Composable protocols powering beautiful purpose-built apps

How to aggregate on-chain and off-chain activity into a unified experience

May 25, 2023

Cabin recently launched their network city, which unites their community, subscription memberships and physical co-living neighborhoods into a powerful, purpose-built experience.

These flagship products are powered by composable protocols and assembled into a single, coherent app built just for Cabin’s community.

If you look closely at the Cabin Census, you will notice some cool things about each profile.

Working from left to right, you can see multiple protocols across multiple chains all presented in a single profile view:

Avatar image is pulled from an NFT on Ethereum
₡ABIN token balance is pulled from an ERC20 contract on Ethereum
Profile name and description are pulled from an off-chain database
Citizenship checkmark is pulled from Unlock Protocol
Role icons are pulled from Hats Protocol
Stamps are pulled from Otterspace

It’s a protocol smorgasbord and we love it 😍

How to aggregate multiple protocols

The challenge with operating across multiple protocols and chains is visualizing all of this information in a coherent way. There unfortunately isn’t an obvious method to make this visualization possible so we will explore what the options are and identify the trade-offs with each.

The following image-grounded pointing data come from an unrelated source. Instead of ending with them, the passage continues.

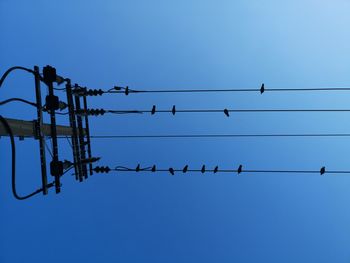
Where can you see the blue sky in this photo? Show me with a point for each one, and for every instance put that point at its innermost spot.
(192, 218)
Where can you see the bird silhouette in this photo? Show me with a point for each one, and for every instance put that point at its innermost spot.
(239, 169)
(137, 168)
(184, 170)
(262, 89)
(216, 169)
(226, 112)
(323, 170)
(153, 168)
(153, 110)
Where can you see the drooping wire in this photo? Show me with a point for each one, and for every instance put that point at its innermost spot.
(7, 72)
(13, 164)
(19, 100)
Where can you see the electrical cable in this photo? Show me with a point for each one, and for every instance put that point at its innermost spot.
(19, 100)
(239, 170)
(128, 91)
(7, 72)
(13, 163)
(174, 136)
(227, 112)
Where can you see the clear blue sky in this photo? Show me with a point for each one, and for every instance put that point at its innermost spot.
(192, 218)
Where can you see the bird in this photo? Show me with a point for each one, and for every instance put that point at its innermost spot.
(153, 110)
(184, 170)
(262, 89)
(216, 169)
(137, 168)
(323, 170)
(153, 168)
(239, 169)
(226, 112)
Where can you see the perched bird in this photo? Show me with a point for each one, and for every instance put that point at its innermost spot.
(323, 170)
(216, 169)
(226, 112)
(153, 111)
(262, 89)
(171, 170)
(153, 168)
(137, 168)
(184, 170)
(239, 169)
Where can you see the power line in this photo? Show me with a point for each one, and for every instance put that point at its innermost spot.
(7, 72)
(174, 110)
(18, 100)
(203, 170)
(13, 164)
(174, 136)
(262, 89)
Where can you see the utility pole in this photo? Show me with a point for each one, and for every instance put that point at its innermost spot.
(77, 131)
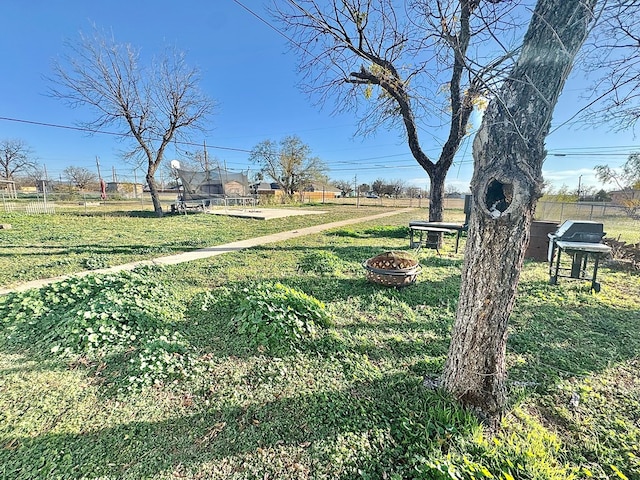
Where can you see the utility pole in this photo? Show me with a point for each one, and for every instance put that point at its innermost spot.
(355, 187)
(579, 186)
(98, 167)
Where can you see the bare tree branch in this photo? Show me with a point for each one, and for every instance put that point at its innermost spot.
(151, 106)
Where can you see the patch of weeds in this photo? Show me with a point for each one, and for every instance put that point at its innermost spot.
(101, 316)
(348, 232)
(279, 318)
(321, 262)
(163, 360)
(95, 261)
(387, 231)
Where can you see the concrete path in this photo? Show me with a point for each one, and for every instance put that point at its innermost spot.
(208, 251)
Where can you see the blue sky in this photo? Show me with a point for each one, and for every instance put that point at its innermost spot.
(247, 69)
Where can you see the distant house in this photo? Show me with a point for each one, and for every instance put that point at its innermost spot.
(266, 188)
(623, 197)
(320, 190)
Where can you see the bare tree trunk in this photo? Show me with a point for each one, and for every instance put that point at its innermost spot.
(155, 194)
(508, 154)
(436, 197)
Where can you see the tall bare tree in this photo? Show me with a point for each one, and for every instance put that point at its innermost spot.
(627, 179)
(150, 106)
(15, 157)
(508, 155)
(288, 163)
(80, 177)
(613, 53)
(422, 67)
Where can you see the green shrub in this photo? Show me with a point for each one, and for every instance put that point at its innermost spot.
(103, 314)
(162, 360)
(279, 318)
(96, 261)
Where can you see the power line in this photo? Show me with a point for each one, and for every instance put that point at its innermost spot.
(104, 132)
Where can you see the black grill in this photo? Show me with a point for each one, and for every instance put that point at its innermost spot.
(581, 240)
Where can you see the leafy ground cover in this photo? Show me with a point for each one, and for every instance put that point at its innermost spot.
(344, 390)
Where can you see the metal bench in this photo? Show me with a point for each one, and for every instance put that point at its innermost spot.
(417, 229)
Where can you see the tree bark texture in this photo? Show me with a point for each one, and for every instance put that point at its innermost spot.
(508, 155)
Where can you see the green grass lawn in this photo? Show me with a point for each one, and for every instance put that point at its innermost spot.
(283, 362)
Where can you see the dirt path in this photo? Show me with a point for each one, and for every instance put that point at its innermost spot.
(207, 251)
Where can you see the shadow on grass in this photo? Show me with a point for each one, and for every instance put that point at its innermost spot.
(558, 341)
(386, 422)
(102, 249)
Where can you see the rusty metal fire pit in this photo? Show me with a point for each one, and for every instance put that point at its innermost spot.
(392, 269)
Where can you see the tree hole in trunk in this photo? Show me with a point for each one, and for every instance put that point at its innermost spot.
(499, 197)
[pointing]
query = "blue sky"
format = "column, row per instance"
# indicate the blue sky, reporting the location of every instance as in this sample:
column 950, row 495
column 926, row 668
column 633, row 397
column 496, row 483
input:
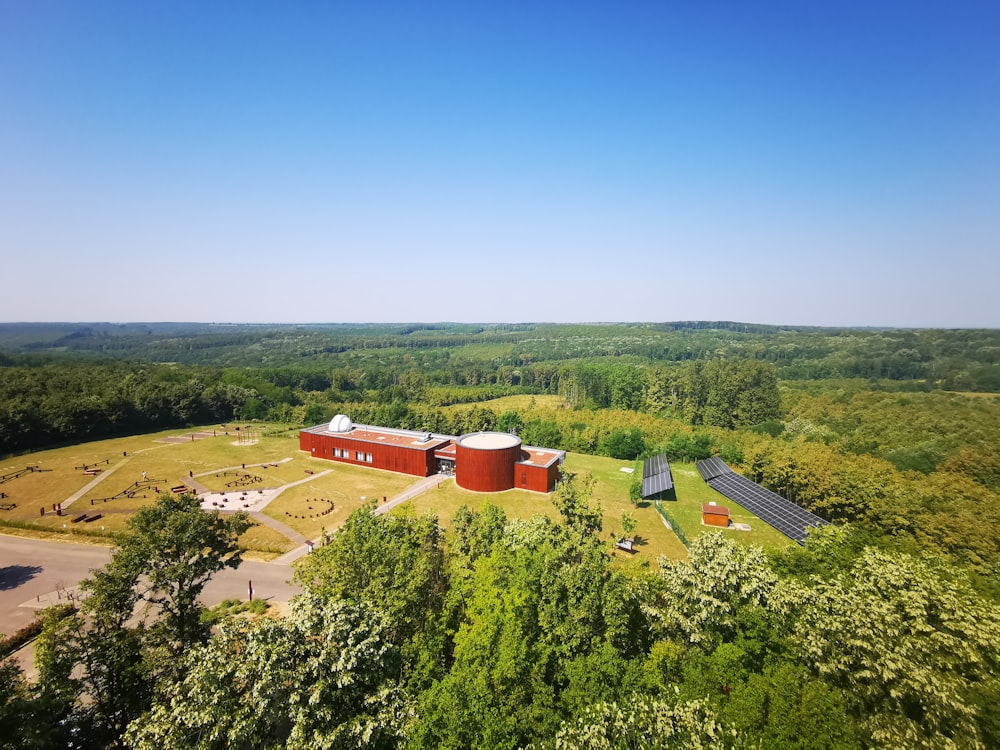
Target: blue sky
column 833, row 163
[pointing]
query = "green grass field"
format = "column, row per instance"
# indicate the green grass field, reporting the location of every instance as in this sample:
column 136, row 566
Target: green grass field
column 324, row 502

First, let’s narrow down what problem that needs to be solved.

Ultimately, we are trying to store profile data to achieve the following:

Display both on-chain and off-chain profile attributes in a single view
Display a list of profiles (many data points across many profiles)
Sort and filter profiles by on-chain attributes (e.g. token balance)
Sort and filter profiles by off-chain attributes (e.g. profile name)

The user experience in the end is a directory of profiles with search, filter and sort options.

As we explore the solutions below, we may find that some solutions solve one or more of these challenges but not all of them.

So how does one query this data so that it can be displayed like this? Well, there a few options!

Events queries (powered by filters)
Analytics tools
The Graph
Do It Yourself

Query aggregate data with events queries

🤔 💭 But can’t we just query the blockchain directly?

In some cases, it makes sense to query Events to read data from a smart contract.

For example, the code below uses the ethers library to read token transfers from a specific address.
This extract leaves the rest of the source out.